The asteroid impact that wiped out the dinosaurs may not have been an isolated event; showers of asteroids and comets striking the Earth during a period lasting 260 million years may have caused recurring mass extinction events, researchers suggest.

A hypothesis linking mass extinctions with impact craters on the Earth considered signs of such showers has been controversial and the subject of arguments for more than 30 years.

A new published paper is adding more evidence by linking the ages of the craters with episodes of mass extinctions, including the disappearance of the dinosaurs.

The study has identified a cyclical pattern during those millions of years, with impact craters along with extinction episodes seeming to occur about every 26 million years, says Michael Rampino, a New York University geologist, and Ken Caldeira, a scientist in the Carnegie Institution's Department of Global Ecology.

That cycle may be tied to periodic movements of our sun and our solar system's planets through our galaxy's dense middle plane, they suggest.

That periodic movement may cause gravitational disturbances in the far-off Oort comet cloud on the outskirts of our solar system, sending a shower of comets into the inner solar system that then impact the Earth, they propose.

Newly-gathered data that gives more accurate estimates of the ages of impact craters on the Earth and of extinction events supports their hypothesis, they say.

"The correlation between the formation of these impacts and extinction events over the past 260 million years is striking and suggests a cause-and-effect relationship," Rampino says.

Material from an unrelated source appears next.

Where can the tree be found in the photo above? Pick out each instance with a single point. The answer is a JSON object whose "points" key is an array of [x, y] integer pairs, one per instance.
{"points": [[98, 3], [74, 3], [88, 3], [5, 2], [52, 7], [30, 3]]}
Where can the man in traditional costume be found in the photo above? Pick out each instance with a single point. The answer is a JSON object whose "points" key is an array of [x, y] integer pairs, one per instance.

At least six mass life extinctions during the period studied can be correlated with episodes of increased impact cratering on the Earth, Rampino and Caldeira say.

In addition, five of the six largest single impact craters from the last 250 million years can be correlated with distinct extinction events, they say.

Those include the 110-mile wide Chicxulub impact structure off the Yucatan Peninsula, dating to around 65 million years ago — and to the mass extinction event that ushered dinosaurs off the face of the Earth.

"This cosmic cycle of death and destruction has without a doubt affected the history of life on our planet," Rampino says.

The study appears in the Monthly Notices of the Royal Astronomical Society.